The document info dictionary allows the addition of other metadata as long as the key/value format is respected. Those programs that do not have instructions about these metadata will ignore them. Some standards add their identifier keys here (although they are always duplicated in a more detailed way in the corresponding catalog metadata stream discussed in the section below).

Of these keys, the main one is: "GTS_PDFXVersion", which indicates that the document is a PDF/X document. The PDF/X variant to which it belongs is indicated in the associated value (which can only be one of the supported values, e.g. "PDF/X4").

Warning: The existence of this or any other metadata referring to a PDF standard does not indicate that the document complies with this standard. It only means its creators intended it to comply with the standard.

2. The metadata streams

In version 1.4 of the PDF format it was added the possibility of adding more metadata in other areas of the document. With this method, any content structure in a PDF that has the form of a stream or dictionary can have metadata attached to it.

It can be applied to elements such as pages, forms, embedded fonts, files, or colour profiles, and especially images. Besides, it can be applied to the whole document itself.

Metadata streams are stored in the Catalog dictionary inside a PDF document.
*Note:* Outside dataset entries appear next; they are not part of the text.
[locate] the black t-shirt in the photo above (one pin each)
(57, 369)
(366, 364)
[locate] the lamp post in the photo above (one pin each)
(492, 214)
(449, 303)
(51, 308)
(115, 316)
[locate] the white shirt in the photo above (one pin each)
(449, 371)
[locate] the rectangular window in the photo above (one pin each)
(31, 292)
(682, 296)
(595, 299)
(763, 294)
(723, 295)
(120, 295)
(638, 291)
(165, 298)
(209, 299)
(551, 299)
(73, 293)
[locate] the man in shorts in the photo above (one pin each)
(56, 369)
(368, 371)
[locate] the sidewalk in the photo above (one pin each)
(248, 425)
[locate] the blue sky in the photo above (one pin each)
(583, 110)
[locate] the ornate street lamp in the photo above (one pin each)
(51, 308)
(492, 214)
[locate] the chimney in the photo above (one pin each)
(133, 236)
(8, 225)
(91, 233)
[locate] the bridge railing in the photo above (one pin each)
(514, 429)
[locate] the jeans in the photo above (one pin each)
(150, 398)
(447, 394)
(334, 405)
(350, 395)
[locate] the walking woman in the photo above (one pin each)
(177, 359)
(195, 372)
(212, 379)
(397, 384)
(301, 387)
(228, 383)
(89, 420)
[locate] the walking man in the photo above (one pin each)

In this case, when the metadata refer to the whole document, it must go as a metadata stream in the dictionary called "Catalog". It is usual that this general information duplicates some of the information contained in the document info dictionary, which is in fact an obsolete structure that is maintained for backwards compatibility reasons.

Inside a modern PDF each objet (images, etc.) can have its own metadata.

Metadata for specific structures, such as images, should be as close to them as possible to avoid ambiguities in their interpretation.

Metadata in these metadata streams should always be presented in a variant of XML called XMP, developed by Adobe. This ensures that they will be correctly identified and interpreted.

Discrepancies between the data of the the two areas

If there are differences between the general metadata in the document info dictionary and the metadata stream in the catalog dictionary, the data with the latest modification date should prevail.

PieceInfo

PDF documents have the ability to incorporate proprietary data from other programs. This happens, for example, when Illustrator or Photoshop are asked to save a PDF preserving their editing capabilities. It is also the case with modern versions of Adobe InDesign that allow us to import and export comments in a PDF.

These are incorporated in the PDF as metadata by means of dictionaries called "PieceInfo", which are distributed throughout the document.

Warning: It is this ability to incorporate native data from other applications that gave rise to the idea that PDF is a native Illustrator format and that Illustrator was a PDF editor. Both are not true.

PDF/X specifications and metadata

In their first versions, the PDF/X specifications only required the presence of a few general metadata: document title, creation and modification date. In addition, the value "Unknown" in the "Trapped" key was prohibited and the level of the PDF/X standard to which the document conformed had to be declared.

From the PDF/X-4 version onwards, the use of a general metadata flow in XMP format in the catalog dictionary is mandatory. On the other hand, the presence of such data in the document information dictionary became optional (although, if it exists, it must be identical in both areas).

PDF/A specifications and metadata

It is mandatory for a PDF/A to have a metadata stream in XMP format with the entry "metadata" in the catalog dictionary of the document. The aim is to ensure that the document contains the necessary general information about itself.

Other PDF specifications and metadata

PDF/E and PDF/UA documents have the same metadata requirements that PDF/A documents have.